Volvemos grupas enfilando cada vez más cerca de los perdidos; y también cada vez acorralando sin piedad a las piezas que, al saberse acosadas, se habrán refugiado entre las matas que rodean al monte. A una de mis polainas de piel de cerdo, recién estrenadas, se le ha desatado la trabilla superior, la más cercana a la rodilla; al mirar hacia el suelo me parece distinguir, sobre el color crudo de la tierra, un bulto de piel con una ligera diferencia de color.
Es la liebre encamada a la sombra de una mata de espliego, casi imperceptible con su manto gris pardo sobre el terreno seco. A punto ha estado de pisarla el caballo y ni se ha movido. Los perros no se han enterado de su presencia.
¡Qué cabrona! Tiró bruscamente de las riendas y silbo, como solo sabemos silbar los cazadores con galgo.
Los perros me miran, ladran respondiendo a mi llamada, y la liebre salta de la cama corriendo en dirección contraria. Los galgos de Diego salen disparados como proyectiles en su busca; promete ser una buena carrera.
—¡Vamos, Chula!, ¡búscala!
La perra se queda parada sobre sus cuatro patas mirándome galopar en dirección a la pieza, cabizbaja, como esperando algo. Dudando de si debe cumplir la orden. ¡Insolente!

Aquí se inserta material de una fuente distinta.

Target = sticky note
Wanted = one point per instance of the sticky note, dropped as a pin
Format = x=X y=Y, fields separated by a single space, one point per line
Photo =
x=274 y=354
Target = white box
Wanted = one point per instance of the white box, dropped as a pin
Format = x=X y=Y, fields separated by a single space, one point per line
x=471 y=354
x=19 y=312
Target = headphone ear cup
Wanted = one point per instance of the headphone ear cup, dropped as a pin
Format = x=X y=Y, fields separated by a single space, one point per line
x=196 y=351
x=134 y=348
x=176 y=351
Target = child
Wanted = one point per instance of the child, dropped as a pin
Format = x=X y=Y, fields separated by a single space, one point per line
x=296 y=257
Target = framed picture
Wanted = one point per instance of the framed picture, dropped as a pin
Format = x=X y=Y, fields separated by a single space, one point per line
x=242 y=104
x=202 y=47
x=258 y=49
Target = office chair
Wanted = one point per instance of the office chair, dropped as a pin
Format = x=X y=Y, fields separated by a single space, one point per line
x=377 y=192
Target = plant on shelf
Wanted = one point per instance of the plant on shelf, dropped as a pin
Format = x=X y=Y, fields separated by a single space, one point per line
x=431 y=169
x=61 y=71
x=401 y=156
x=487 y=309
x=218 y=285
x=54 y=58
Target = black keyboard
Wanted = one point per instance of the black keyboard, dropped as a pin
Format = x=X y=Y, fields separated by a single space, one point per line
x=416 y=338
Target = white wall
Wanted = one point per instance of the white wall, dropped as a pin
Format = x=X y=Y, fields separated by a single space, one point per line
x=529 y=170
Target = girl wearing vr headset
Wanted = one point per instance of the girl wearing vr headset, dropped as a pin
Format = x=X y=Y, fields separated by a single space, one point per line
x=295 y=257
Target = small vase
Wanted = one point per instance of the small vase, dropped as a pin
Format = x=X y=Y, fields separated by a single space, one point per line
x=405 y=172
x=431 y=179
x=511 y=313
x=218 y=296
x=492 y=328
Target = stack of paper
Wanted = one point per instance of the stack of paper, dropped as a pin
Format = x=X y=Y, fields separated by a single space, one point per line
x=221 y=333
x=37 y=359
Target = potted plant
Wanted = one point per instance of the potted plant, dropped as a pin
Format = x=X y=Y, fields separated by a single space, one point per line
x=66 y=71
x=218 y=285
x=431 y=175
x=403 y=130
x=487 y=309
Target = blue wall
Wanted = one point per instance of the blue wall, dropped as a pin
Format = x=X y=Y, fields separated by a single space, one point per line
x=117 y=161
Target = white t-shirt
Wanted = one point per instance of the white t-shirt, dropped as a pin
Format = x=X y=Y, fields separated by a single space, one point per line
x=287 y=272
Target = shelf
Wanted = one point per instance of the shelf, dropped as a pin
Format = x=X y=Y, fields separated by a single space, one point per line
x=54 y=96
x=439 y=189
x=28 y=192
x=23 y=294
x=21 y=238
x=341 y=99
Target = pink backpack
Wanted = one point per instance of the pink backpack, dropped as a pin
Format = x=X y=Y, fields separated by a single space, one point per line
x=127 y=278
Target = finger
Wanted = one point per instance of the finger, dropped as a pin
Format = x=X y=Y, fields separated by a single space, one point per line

Por un instante viene a mí la imagen de María, mirándome a los ojos, altiva, levantando la barbilla y diciéndome:
—¡Hueles a golfa!
Con la boca entreabierta, en silencio, me pide con los ojos que la golpee. En ese instante, dejo caer mi puño sobre su cara, una y otra vez, una y otra vez.
—¡Corre, Chula!
Obedece sin ganas, torpemente, pero es demasiado tarde, los galgos de Diego ya han alcanzado a la liebre y se pelean entre ellos por apresarla, jugueteando con el cadáver sangrante.
María no almorzó aquella mañana, el nudo de la cuerda le estranguló la garganta. No se resistió demasiado, dejó de gemir cuando se tensó la cuerda; media docena de patadas y manotazos al aire y se acabó. Me lo estaba pidiendo a gritos.
¡Otra vez los ladridos! ¡Es que no voy a poder dormir?